The noxious, bitter, foul-tasting weed known as kale still tastes horrific, according to multiple sources.
Despite, numerous enquiries, none of our reporters can confirm where kale came from. Its appearance appeared to come out of nowhere just under a decade ago. The first sightings were among hipsters buying it clandestinely at grocers in Bondi and Newtown in 2007.
Some say its arrival in Australia was further heralded by smoothie-swilling wellness bloggers, fresh off the plane from a holiday in LA, with a bag of goji berries on the side.
Wherever it came from, kale has become mainstream. You can buy a bag of it in Coles for three dollars. But that doesn’t make it ok. It still tastes atrocious.

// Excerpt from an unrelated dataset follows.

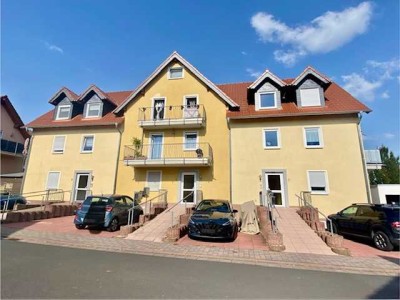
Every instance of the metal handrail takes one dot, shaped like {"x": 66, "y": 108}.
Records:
{"x": 306, "y": 203}
{"x": 131, "y": 210}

It’s a scandal on a monstrous s(kale). Sorry.
Few people realise that kale doesn’t grow in the ground. It is, in fact, harvested in the sweaty armpits of Greco-Roman wrestlers. This knowledge goes some way to explaining its toxic effect on the palate.
There were of course simpler days. A land before time, or at least a land before the time of kale. This was a time when smoothies were made with strawberries and a dollop of yoghurt and milk. Add kale and suddenly it looks like you’ve whizzed up grass clippings from a lawn mower with a dollop of two-stroke.
Ten years after the arrival of kale, it still tastes bloody awful.
Some people say it’s best enjoyed cooked. But you’d need to deep fry it in essence of chocolate eclair to get it anywhere near edible. In the absence of having an eclair nearby, the advice is to douse it in coconut oil and fry it in garlic. Well I reckon I could take a copy of War and Peace, douse it in coconut oil and fry it in garlic and I could also give it a munch, but it’s just not something we do, is it?